The move from home into hospital care in the later part of the 19th century bought with it workforce development, formal training, registration, regulation, and other mechanisms of professionalisation that helped nursing to become seen as one of the few respectable career options for women. In time, nurses began to seek appropriate recognition and payment for their skills and care. Nurses began to organise and campaign, forming associations such as the International Council of Nurses in 1895 in the UK.
Matron of Royal Prince Alfred Hospital, Susan McGahey (1862-1919) convened a meeting of nurses, medical professionals and interested members of the public in Sydney on 26 May 1899. In December, Australia’s first nursing association The Australasian Trained Nurses’ Association (ATNA) was formed.

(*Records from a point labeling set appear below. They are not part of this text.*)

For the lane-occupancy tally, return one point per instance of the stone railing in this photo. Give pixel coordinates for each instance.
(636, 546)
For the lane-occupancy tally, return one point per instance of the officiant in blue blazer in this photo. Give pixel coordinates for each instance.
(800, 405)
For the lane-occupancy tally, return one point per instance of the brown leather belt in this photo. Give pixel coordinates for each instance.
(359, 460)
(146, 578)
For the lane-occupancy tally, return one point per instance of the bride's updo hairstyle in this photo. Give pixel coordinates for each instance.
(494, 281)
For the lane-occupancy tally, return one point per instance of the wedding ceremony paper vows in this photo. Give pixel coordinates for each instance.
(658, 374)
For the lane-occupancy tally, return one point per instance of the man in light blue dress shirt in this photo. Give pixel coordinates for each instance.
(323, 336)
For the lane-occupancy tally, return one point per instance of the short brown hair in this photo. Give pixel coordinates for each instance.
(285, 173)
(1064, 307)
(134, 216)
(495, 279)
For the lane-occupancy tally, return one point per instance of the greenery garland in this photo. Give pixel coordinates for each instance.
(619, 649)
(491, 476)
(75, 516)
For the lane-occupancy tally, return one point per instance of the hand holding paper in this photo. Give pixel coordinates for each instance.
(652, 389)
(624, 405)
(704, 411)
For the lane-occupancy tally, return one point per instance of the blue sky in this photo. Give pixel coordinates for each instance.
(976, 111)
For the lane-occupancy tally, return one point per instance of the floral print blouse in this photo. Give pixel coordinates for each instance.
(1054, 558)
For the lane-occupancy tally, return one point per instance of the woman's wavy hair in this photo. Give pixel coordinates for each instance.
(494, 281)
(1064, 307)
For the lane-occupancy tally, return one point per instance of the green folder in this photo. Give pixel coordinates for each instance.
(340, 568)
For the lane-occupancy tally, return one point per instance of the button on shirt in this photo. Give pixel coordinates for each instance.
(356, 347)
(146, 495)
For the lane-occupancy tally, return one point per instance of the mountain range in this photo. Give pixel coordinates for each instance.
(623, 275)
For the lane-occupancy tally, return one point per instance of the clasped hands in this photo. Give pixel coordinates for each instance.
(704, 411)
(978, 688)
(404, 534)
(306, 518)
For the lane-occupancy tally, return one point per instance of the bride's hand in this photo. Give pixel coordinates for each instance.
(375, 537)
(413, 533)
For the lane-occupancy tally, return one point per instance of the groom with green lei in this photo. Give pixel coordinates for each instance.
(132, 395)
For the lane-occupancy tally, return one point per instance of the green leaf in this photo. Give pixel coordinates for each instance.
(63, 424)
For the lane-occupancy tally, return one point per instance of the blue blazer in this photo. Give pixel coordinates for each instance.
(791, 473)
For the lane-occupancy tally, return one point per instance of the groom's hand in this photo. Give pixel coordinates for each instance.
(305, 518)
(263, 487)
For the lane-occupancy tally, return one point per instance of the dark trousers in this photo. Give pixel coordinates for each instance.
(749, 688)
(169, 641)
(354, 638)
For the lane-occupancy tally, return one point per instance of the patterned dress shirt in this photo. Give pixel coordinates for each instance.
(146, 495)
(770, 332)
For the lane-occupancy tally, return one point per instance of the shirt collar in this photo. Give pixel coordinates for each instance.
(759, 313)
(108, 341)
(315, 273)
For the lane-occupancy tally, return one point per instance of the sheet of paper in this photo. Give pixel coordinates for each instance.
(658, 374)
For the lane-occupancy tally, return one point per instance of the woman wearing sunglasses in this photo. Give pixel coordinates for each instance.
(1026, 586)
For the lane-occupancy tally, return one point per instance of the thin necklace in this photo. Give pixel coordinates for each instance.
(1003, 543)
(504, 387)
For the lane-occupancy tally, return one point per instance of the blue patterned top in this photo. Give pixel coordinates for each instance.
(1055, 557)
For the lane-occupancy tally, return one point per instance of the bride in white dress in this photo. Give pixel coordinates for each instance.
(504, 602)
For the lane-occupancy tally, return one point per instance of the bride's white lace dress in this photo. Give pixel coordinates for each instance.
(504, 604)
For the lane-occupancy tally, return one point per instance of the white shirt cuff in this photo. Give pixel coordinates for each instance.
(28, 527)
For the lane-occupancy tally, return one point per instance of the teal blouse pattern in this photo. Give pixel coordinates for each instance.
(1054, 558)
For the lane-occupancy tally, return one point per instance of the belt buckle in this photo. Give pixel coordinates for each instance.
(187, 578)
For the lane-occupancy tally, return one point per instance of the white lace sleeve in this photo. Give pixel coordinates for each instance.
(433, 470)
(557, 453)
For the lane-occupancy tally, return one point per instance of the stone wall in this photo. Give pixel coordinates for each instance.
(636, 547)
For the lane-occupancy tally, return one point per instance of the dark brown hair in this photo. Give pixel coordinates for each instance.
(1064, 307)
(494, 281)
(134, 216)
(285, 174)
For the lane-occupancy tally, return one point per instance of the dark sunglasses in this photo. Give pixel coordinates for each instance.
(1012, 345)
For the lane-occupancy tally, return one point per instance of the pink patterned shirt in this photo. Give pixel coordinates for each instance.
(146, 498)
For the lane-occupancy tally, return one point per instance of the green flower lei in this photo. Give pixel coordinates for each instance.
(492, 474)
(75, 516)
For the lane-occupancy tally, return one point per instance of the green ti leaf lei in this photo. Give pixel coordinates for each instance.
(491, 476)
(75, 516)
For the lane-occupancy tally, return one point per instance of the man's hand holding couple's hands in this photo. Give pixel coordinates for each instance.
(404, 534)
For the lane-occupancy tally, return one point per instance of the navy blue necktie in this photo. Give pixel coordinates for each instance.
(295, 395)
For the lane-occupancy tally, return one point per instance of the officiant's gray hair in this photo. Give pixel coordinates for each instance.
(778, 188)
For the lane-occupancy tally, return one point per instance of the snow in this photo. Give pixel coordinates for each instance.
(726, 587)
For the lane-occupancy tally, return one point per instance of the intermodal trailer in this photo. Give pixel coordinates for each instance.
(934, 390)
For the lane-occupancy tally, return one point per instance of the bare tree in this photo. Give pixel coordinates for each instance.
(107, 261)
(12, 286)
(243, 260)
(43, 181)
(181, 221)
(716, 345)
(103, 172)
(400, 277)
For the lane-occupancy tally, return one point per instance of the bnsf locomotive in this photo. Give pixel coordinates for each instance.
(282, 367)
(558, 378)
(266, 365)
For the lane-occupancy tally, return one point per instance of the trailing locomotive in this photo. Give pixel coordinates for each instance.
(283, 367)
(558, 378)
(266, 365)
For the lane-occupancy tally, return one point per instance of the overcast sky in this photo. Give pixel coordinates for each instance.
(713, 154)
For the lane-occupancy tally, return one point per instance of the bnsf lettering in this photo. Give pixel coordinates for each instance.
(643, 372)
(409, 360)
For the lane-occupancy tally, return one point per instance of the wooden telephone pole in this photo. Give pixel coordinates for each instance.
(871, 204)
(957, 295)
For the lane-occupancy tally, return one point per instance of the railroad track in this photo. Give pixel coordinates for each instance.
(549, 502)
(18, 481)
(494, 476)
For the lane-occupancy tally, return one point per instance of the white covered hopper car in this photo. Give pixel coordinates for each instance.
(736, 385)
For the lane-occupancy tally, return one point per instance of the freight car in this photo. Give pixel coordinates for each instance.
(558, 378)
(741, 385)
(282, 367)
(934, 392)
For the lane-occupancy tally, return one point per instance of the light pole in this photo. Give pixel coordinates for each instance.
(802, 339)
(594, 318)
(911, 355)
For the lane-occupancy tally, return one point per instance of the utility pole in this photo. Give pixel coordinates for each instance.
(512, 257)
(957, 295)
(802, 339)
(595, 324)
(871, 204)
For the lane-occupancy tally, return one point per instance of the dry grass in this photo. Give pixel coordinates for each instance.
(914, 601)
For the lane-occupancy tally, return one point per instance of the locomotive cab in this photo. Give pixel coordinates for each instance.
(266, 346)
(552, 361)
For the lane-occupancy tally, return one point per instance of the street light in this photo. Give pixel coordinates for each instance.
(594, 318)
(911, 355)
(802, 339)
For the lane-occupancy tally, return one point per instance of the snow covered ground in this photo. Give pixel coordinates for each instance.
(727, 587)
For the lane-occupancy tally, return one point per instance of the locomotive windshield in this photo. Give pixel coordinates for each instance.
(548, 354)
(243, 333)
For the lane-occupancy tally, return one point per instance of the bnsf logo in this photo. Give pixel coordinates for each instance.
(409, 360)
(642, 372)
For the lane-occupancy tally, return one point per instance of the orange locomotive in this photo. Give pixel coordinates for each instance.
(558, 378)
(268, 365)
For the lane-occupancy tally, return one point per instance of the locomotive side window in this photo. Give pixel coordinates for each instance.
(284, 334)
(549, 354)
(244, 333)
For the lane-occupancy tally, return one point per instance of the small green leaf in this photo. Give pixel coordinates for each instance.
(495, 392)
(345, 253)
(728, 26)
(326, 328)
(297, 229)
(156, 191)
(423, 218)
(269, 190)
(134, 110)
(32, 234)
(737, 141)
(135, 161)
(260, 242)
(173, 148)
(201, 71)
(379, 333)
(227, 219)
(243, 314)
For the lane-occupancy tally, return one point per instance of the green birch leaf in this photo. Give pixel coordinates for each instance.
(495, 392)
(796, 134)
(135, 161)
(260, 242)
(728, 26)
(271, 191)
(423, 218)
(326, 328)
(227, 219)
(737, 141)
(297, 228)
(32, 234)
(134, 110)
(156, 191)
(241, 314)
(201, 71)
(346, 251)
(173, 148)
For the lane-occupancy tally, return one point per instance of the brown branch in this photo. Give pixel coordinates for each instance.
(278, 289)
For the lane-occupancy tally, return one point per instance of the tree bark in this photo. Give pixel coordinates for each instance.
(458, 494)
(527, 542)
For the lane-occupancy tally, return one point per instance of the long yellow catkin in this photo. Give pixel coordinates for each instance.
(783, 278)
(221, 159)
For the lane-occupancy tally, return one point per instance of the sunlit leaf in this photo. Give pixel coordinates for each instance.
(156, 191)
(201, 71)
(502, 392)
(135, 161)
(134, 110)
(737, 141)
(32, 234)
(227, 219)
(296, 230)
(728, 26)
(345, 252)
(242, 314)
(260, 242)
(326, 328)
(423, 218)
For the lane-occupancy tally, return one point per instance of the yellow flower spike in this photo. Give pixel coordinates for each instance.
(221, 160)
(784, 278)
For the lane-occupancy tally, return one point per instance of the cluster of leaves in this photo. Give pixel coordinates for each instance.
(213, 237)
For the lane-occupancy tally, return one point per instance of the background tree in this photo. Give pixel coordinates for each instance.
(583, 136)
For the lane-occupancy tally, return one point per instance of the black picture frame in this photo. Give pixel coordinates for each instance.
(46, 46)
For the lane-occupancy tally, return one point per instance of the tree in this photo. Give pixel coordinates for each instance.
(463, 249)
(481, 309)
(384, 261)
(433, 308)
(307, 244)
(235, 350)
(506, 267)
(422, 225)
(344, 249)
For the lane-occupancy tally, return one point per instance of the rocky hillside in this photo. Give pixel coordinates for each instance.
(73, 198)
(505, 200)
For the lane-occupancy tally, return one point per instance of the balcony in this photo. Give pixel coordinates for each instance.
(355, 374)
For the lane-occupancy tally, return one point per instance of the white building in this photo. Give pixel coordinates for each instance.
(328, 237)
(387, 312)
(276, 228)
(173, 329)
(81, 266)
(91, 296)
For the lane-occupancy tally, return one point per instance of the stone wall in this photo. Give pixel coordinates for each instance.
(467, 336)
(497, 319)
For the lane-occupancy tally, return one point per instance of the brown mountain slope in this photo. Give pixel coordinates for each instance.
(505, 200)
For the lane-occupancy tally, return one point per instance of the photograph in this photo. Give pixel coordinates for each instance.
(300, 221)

The ATNA sought to improve the status of nurses through keeping a register of trained nurses, and to develop standards of training by promoting formal standardised training and registering hospitals as schools of nursing training.
The specific objects of the Australasian Trained Nurses’ Association were:
- To promote the interests of trained nurses in all matters affecting their work as a class
- To establish a system of registration for trained nurses
- To afford opportunities for discussing subjects bearing on the work of nursing
- To initiate and control schemes that will provide nurses with an allowance ‘during incapacity for work caused by sickness, accident, age or other necessitous circumstances’
and their published aims were:
- ‘To scrutinise the qualifications of applicants to be placed on a register of trained nurses
- To recognize certain hospitals as training schools from which hospital certificates would be accepted by the ATNA
- To approve the nomination of any matrons to hospitals that received a government subsidy
- To establish a minimum standard of education for nurses’
The ATNA commenced publication of its journal Australasian Nurses’ Journal in 1903. ATNA branches were established in Queensland in 1904, South Australia in 1905, Western Australia in 1907 and Tasmania in 1908, with each having its own Council and managing its own affairs under the ATNA umbrella.
In Victoria, the Victorian Trained Nurses Association (VTNA) was established in 1901, becoming the Royal Victorian Trained Nurses Association (RVTNA) in 1904. Midwifery was deemed to be a ‘special’ branch of nursing. To register with the VTNA nurses were required to undertake an examination, first held in December 1902. Like the ATNA, the VTNA was primarily concerned with nurse training and registration. The ATNA and VTNA enjoyed a strong relationship, reciprocal membership, and established clearly defined working boundaries. The VTNA began publishing its journal Una in 1903.
In 1903, midwifery nurses began to experience similar training and registration arrangements with the nursing associations.
Various State Governments passed legislation regulating nurses and midwives, such as
Tasmania was the first State in the newly formed Federation of Australia to enact legislation to raise the quality of midwifery in The Midwifery Nurses Act 1901, the The Midwives Act 1911, and the Nurses Registration Act 1927
WA, The Health Act 1911 to register midwives, followed by The Nurses Registration Act 1921
Queensland, The Health Act Amendment Bill 1911 registering nurses, specifying the length of nursing and midwifery training, and controlling private hospitals
Victoria, The Midwives Act 1915 established the Midwives Board, Nurse Registration Act 1923, and the Midwives Act 1928
SA, The Nurses Registration Act 1920, and the first Nurses’ Registration Board, responsible for the general training and examination of all registered nurses in the State
NSW, The Nurses’ Registration Act 1924
This meant that nurses and midwives had to be registered by the State and not by a private organization such as ATNA. In NSW it also made it illegal for unregistered midwives to be employed to assist in a birth.